We didn’t really observe the holidays, but I wrote some years ago about trying to convince my parents to celebrate Chanukah. My main objective was that my birthday comes very close to Chanukah. My parents, in addition to being very non-observant about Chanukah, were very non-observant about my birthday. They gave me one present a year. Literally. They said we’re gonna give you a combined Chanukah-birthday present and that was it for the whole year. Maybe that’s why I’ve showered my children with gifts over the years.
So no, I was not a bar mitzvah. I was not confirmed, but on the other hand it is possible not to be religious and yet have a strong Jewish identity. I’ve always had that and I’m very proud to be Jewish and proud of my heritage.
CS: Growing up, were you the class clown, constantly getting kicked out of class?

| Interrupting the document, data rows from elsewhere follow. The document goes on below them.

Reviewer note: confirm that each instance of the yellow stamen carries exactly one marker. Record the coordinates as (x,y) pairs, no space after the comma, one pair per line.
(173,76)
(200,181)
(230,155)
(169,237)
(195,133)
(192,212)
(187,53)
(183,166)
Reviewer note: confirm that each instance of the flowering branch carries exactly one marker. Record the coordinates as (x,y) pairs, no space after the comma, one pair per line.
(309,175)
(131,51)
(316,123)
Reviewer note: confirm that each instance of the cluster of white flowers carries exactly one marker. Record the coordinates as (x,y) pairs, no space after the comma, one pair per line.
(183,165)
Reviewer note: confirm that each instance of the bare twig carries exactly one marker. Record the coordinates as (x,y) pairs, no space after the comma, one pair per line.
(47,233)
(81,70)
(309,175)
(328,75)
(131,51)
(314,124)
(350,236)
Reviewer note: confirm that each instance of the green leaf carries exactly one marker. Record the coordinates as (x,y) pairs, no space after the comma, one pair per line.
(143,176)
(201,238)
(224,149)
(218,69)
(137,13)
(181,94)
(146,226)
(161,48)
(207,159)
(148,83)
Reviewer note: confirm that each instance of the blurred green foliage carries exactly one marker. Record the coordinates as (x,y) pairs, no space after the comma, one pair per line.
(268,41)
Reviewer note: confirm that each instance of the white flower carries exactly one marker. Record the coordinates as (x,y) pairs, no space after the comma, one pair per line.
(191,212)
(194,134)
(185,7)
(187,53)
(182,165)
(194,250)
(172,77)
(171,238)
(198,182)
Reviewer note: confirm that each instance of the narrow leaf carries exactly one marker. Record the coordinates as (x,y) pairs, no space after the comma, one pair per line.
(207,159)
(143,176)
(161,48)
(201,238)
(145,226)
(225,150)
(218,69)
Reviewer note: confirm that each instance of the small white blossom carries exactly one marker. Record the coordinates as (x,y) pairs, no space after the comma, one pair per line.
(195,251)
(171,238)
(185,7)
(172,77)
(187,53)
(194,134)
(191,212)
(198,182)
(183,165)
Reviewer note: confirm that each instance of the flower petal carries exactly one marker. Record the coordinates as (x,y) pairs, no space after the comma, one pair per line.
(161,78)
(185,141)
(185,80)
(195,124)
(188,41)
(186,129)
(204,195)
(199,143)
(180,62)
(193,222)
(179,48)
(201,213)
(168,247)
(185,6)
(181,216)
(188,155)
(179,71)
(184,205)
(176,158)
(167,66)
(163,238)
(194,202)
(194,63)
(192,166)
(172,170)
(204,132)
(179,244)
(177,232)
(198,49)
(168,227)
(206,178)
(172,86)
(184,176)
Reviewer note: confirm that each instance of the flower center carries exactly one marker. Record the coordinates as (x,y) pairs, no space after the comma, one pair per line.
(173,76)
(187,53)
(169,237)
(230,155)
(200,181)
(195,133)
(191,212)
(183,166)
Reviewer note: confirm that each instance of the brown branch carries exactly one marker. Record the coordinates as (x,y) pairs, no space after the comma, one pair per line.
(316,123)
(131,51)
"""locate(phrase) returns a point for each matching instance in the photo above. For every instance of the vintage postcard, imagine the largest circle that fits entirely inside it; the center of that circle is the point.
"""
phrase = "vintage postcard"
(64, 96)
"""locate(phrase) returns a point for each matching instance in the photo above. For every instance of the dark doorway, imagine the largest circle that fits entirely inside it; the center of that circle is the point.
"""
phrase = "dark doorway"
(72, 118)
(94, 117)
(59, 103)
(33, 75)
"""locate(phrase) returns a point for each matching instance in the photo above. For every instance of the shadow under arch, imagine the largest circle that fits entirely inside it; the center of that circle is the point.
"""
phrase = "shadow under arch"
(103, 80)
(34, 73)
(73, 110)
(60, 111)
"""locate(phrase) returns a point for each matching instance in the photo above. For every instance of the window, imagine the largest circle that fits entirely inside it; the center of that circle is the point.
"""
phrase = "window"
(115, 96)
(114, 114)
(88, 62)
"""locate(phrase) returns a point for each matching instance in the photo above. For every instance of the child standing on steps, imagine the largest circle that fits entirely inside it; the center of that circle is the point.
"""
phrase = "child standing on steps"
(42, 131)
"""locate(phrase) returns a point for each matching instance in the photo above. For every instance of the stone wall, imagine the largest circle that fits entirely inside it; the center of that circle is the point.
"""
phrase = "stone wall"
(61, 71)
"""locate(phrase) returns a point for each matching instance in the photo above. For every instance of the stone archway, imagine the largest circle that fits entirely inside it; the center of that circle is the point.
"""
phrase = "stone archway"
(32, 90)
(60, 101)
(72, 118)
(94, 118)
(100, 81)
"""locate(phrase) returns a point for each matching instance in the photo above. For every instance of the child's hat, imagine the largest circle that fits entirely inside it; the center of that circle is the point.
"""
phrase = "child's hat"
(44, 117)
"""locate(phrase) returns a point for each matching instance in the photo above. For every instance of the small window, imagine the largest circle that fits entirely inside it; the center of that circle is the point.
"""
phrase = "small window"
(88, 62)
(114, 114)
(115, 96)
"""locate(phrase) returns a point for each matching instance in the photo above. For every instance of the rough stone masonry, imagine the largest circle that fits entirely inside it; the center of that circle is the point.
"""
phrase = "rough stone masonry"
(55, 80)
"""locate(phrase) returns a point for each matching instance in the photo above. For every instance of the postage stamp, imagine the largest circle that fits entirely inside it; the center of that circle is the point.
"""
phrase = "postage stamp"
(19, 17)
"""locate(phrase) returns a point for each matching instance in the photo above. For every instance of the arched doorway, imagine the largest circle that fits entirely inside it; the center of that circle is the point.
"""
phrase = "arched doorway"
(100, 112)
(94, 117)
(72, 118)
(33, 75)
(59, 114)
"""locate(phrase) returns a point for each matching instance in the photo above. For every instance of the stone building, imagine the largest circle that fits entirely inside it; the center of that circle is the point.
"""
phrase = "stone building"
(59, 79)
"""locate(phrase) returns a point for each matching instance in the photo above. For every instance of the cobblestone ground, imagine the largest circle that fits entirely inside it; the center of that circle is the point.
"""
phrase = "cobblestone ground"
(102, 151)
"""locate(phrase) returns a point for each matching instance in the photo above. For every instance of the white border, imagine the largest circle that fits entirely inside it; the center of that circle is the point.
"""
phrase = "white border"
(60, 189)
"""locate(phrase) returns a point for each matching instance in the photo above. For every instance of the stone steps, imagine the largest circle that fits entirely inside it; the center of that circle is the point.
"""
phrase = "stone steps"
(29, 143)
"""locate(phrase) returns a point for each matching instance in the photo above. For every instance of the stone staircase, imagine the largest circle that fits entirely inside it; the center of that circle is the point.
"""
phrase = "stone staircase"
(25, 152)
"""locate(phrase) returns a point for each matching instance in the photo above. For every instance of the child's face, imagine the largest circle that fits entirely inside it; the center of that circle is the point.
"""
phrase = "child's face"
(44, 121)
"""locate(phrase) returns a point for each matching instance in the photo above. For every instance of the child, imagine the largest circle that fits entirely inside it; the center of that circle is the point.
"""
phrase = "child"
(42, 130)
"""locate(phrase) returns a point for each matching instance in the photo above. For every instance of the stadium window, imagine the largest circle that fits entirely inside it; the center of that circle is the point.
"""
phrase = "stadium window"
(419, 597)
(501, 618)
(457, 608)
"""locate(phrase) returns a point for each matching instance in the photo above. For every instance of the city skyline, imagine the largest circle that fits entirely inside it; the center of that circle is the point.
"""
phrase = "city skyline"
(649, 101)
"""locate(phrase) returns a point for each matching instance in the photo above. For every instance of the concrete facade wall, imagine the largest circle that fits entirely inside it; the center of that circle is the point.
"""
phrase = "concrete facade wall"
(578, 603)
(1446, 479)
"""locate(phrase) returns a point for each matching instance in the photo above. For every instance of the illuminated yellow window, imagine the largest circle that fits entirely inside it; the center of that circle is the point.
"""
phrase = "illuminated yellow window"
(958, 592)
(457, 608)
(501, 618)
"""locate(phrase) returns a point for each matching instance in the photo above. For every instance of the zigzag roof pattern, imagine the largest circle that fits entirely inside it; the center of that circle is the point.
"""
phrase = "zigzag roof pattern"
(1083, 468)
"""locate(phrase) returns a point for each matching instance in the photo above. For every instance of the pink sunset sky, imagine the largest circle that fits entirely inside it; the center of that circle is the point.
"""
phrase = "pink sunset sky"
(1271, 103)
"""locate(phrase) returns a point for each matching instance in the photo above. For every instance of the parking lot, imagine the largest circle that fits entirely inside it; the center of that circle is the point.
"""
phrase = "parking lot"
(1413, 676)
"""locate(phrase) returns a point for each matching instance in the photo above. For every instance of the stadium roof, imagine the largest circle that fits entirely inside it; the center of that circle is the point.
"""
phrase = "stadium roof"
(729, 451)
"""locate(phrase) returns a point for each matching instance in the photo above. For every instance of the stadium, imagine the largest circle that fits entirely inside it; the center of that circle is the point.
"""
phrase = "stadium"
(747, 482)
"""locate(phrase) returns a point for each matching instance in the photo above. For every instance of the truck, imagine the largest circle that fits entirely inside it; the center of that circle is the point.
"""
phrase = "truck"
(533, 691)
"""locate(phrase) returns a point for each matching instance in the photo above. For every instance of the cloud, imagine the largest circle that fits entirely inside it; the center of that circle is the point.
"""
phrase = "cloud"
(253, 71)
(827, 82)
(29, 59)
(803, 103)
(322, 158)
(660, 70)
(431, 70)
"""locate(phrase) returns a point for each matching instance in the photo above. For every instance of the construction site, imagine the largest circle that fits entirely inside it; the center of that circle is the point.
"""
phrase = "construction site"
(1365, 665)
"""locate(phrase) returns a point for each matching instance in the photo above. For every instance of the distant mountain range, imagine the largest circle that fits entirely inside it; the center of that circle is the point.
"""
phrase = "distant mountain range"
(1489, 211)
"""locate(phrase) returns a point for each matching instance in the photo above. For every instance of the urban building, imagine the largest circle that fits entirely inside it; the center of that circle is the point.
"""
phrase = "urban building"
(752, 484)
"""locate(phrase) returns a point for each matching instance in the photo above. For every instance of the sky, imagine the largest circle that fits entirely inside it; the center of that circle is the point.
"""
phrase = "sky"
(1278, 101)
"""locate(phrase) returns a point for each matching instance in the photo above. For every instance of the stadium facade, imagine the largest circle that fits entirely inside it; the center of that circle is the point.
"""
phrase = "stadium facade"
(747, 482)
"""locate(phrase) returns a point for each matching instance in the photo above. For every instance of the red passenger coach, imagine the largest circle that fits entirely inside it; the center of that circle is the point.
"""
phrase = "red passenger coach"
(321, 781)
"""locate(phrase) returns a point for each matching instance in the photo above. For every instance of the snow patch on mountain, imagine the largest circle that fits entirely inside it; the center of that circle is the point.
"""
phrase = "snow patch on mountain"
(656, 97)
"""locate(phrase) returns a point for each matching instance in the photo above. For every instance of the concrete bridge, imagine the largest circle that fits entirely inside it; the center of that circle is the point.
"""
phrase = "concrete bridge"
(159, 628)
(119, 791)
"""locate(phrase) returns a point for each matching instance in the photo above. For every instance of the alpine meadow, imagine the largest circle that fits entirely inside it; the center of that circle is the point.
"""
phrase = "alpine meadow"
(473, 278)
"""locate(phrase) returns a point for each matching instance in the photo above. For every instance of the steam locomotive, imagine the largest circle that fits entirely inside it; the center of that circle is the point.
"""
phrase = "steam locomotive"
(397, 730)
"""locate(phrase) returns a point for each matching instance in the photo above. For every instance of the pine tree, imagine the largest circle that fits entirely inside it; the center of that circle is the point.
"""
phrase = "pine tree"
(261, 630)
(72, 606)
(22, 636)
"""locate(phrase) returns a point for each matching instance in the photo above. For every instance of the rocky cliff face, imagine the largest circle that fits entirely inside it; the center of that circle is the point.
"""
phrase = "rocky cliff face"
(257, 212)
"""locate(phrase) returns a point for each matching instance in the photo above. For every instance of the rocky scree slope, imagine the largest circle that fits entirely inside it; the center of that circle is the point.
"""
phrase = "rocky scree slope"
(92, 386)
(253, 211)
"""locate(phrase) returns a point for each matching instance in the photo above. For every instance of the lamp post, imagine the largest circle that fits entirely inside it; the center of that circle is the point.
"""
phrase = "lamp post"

AB: No, I knew my limits. I was not a danger to anyone in high school. I was the editor of the school paper at Shaker Heights High, and once a year we got to do an April Fools issue. Basically, the whole issue was made-up stories, exactly like what I do now. So, if you do the math, that was almost 50 years ago. So I’ve shown absolutely no intellectual growth in the past 50 years. I’m doing the exact same schtick.
CS: I mentioned I was interviewing you to Calvin Trillin. He told me he was a fan, that you were a mensch, and says he still always smiles when he recalls one of your stories, concerning a conversation you had with your father about bullying. What was that?
AB: That’s amazing. But I might wind up doing that joke in Morristown. I will say it’s a great example of my father, may he rest in peace, not being the most empathetic person in the world. I was giving this very heartfelt account of something that happened to me — and he was correcting my English.